One of the water pipes in my house broke. I had to turn off the water to the house. Due to some upcoming plans, I called a plumber emergently to fix the pipe and restore the water to our house. It took the plumber about an hour to fix the pipe. Since this was a plumbing emergency, he billed me $130 for his labor and expertise. Plumbing parts and his travel time were extra.
The next day I went to the hospital. I was on my two weeks of General Medicine inpatient attending and we were admitting that day. An elderly man was admitted through the emergency room meeting sepsis criteria caused by a urinary tract infection due to an indwelling catheter for prostate issues. He was resuscitated with fluids and received antibiotics. He complained of chest discomfort necessitating a chest radiograph, EKG, and troponins. The patient was finally stabilized, labs reviewed, and notes written.

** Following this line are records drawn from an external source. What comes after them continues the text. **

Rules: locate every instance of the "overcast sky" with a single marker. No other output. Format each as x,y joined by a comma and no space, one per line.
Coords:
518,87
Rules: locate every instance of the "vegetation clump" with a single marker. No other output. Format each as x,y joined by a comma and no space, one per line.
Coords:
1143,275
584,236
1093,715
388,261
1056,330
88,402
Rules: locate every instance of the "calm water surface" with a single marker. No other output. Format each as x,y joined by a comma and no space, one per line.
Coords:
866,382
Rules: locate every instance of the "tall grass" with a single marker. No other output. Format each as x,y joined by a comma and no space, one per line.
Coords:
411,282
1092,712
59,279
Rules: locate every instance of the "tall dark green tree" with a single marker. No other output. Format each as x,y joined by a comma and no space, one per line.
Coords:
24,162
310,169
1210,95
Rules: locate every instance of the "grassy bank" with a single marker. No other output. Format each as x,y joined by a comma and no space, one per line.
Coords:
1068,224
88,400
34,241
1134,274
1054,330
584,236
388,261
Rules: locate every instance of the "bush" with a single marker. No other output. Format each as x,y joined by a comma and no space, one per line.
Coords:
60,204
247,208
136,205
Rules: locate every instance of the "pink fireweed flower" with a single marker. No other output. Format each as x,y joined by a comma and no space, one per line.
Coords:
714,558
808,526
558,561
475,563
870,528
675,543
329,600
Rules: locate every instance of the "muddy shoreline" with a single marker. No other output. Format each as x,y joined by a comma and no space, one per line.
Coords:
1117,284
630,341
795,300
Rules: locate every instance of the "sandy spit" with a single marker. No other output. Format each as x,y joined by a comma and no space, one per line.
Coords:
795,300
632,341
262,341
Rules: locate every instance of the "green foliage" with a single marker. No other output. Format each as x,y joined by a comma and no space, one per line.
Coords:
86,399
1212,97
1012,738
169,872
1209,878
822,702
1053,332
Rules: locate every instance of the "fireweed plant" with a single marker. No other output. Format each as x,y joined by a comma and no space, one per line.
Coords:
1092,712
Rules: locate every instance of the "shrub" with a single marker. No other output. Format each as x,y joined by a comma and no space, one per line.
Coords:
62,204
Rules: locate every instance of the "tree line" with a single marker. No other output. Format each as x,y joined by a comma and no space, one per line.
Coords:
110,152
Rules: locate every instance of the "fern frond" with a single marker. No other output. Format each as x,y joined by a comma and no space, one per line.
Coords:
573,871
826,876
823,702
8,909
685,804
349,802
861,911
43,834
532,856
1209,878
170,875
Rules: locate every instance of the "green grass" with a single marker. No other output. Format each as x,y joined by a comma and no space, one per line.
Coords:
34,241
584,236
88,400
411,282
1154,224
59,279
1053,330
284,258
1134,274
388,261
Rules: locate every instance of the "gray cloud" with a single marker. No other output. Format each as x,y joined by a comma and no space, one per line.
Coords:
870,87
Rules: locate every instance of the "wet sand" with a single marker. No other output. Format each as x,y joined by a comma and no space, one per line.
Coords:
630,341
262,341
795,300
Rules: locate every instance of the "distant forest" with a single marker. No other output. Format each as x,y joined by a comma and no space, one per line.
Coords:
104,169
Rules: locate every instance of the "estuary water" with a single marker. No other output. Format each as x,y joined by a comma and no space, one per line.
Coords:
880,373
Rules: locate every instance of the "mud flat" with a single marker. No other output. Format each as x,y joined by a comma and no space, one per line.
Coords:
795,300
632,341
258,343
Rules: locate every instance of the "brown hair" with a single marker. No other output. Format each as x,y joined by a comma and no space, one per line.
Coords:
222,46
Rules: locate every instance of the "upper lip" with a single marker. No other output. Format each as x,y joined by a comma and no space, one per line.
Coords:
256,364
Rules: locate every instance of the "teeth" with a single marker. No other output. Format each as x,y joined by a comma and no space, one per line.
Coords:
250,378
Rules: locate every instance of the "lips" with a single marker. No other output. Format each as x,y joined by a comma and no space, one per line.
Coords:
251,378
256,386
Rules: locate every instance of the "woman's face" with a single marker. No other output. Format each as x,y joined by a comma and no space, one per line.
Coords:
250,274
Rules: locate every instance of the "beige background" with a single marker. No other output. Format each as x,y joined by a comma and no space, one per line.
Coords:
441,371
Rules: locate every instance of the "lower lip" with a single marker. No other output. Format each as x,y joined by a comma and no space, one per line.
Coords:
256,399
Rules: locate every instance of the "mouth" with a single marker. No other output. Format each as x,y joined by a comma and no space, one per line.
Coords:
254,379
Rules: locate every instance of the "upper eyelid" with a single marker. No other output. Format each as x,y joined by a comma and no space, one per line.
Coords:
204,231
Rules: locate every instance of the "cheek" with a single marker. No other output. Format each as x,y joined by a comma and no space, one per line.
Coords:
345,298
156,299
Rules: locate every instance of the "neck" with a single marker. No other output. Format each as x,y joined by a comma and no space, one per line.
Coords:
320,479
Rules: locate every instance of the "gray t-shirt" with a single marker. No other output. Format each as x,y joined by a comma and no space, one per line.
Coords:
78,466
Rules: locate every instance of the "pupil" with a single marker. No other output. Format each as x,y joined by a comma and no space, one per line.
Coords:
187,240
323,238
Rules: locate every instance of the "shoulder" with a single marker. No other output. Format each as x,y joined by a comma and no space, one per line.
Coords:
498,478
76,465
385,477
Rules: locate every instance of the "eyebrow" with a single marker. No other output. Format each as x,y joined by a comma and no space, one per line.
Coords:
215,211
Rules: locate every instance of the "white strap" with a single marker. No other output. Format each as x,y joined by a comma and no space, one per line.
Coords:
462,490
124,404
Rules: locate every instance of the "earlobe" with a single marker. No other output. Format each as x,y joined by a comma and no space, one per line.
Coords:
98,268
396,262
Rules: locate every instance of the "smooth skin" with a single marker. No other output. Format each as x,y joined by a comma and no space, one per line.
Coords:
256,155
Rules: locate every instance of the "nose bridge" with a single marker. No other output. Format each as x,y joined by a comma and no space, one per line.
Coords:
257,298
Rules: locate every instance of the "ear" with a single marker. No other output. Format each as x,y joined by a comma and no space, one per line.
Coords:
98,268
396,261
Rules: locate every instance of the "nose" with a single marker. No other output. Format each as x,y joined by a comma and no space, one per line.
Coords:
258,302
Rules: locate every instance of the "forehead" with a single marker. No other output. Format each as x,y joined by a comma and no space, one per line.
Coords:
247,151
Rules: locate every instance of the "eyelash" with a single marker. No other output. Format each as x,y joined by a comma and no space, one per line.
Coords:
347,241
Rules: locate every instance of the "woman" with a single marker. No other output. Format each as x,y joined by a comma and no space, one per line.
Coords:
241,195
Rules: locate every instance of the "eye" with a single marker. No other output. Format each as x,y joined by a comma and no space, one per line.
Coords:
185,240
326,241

There is no doubt that the medical complexity and severity of this patient’s illness merits a CPT code of 99223. The time spent with this patient and his family easily exceeds the 70 minutes required to meet this code, if one was to bill on time alone.
Following this patient’s successful hospital discharge several days later, it struck me that I had participated in improving an emergent “plumbing” situation similar to the plumber who had fixed the plumbing emergency in my house. What does billing a 99223 mean? Medicare assigns a work relative value unit (wRVU) of 3.86 to an encounter that is billed with this CPT code. It is anticipated that the physician has spent approximately 70 minutes total time on the ward rendering care. Of note is that the value of one wRVU is $35.89. That means I was paid $138.53 (3.86 wRVUs) for my participation in helping to resolve this patient’s emergency.
This is comparable to what I paid my plumber for his one hour of work. Hmmm…I guess that’s fair?